Regression Discontinuity

Using Regression Discontinuity to Estimate a Local Average Treatment Effect of the Head Start Program in Impoverished American Counties

This project explores the effectiveness of a 'treatment'- a county receiving assistance in applying for a Head Start program in this case- on high school completion. This technique requires choosing a running variable (poverty rates), an outcome variable (high school completion), and a cutoff point at which treatment is administered (60% poverty in a county). An estimate of the local average treatment effect can be determined by observing any discontinuity at the cutoff point among counties’ outcome variable.

Scatterplot of County Poverty Rates Against High School Completion Rates

This visualization shows the bivariate relationship between county poverty rates and high school completion in respective counties. There appears to be an inverse correlation between poverty and high school completion, indicating that as poverty decreases in a county, high school completion tends to increase.

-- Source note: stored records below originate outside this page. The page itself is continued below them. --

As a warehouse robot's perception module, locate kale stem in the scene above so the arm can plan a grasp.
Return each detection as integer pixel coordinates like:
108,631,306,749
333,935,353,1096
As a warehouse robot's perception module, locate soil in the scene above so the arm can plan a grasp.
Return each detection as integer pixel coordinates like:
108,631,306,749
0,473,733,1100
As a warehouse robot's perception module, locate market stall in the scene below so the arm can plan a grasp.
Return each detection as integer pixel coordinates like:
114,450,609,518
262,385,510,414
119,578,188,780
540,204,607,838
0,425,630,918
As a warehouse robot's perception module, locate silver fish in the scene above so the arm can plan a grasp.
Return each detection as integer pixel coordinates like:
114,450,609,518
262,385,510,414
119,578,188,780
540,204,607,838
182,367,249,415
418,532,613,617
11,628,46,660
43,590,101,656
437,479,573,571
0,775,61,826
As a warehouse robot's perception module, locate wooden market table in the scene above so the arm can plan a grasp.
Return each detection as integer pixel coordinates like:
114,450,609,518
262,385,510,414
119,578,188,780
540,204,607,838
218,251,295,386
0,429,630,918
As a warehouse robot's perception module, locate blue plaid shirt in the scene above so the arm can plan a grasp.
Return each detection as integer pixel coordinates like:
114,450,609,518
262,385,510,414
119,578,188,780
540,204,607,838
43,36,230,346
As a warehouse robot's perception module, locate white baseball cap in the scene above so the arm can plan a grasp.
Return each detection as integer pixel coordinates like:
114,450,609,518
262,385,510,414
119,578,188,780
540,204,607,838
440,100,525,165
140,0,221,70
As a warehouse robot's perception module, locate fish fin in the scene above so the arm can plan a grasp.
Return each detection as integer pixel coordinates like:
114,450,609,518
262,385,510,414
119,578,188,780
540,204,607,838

The red line in this plot represents a cutoff point of 60% poverty that is used to delineate which counties received treatment and which did not.

Regression Discontinuity Plot

This visualization is a scatterplot fitted with the lines of best fit. At the cutoff point, there appears to be a discontinuity in the measure of high school completion at the 60% poverty threshold. This cutoff point reflects the level of poverty at which a county is eligble to receive assistance in applying for a Head Start program. Head Start is a program that aims to improve school performance in deeply impoverished areas, and programs will be established in only some counties that complete an application. With regression discontinuity, this cutoff point, referred to as a running variable, is established to examine if there is an effect of treatment after it has been administered. This plot serves as preliminary evidence that a discontinuity in high school completion does exist.

Regression Discontinuity Model

RD analysis of the effect of treatment on high school completion indicates that receiving help applying for a Head Start program does positively affect high school completion. RD_model_3 generates a treatment effect of 0.043 (0.008 , 0.092). While this estimate of a local effect is pretty small, we can be fairly certain that there is in fact an effect of treatment on this outcome because the confidence interval does not include zero.

Regression Discontinuity Analysis

The RD plot above shows that before the cutoff, high school completion is decreasing as poverty rate increases. After the threshold for treatment, the intercept for counties above the cutoff is higher and discontinuous from non-treated counties. Thus, there appears to be an estimated treatment effect of application assistance for a HS program on high school completion rates; counties after the cutoff point who received help in the application process, and are therefore more likely to establish a HS program, had slightly higher high school completion rates compared to the counties just below the cutoff point. RD rests on the assumption that counties within a very close range to the cutoff point are structurally quite similar and that by examining only these counties, it is possible to estimate an effect of treatment because of how alike these counties are to each other.


My mindset about data science overall completely shifted after my experience in SOAN 222, Data Science Tools for Social Policy. In this course, I was able to further my ability to apply data science techniques to real world social phenomena generally, but specifically regarding social policy questions. Regression discontinuity was just one skill we learned. The main focus was to learn statistical methods to examine causality and perform causal inference in relation to social policy decisions. I was introduced to the potential outcomes framework and the use of directed acyclic graphs (DAGs) to examine what it means to say that one social factor is a causal mechanism of another and how my assumptions of social influences are reflected in such graphs. I developed a much deeper understanding of regression analysis that incorporated multivariate analyses and the inclusion of interaction terms in regressions. This study of regression was essential to my learning of different techniques used to study causality and causal inference.

I first learned how to use instrumental variables to estimate a treatment effect when a focal x variable is not randomly assigned. Secondly, I learned the technique of difference-in-differences and used two-way fixed effects to perform causal inference while controlling for the influence of unit-invariant, time varying social factors, as well as time-invariant, unit-varying factors. Thirdly, we covered regression discontinuity, as discussed above. Overall, this course expanded my understanding of regression analysis, taught me how complex determining causality truly is, and reinforced the importance of presenting results in clear and intelligible ways so readers of various exposure to such techniques can understand the social policy implications of the analyses.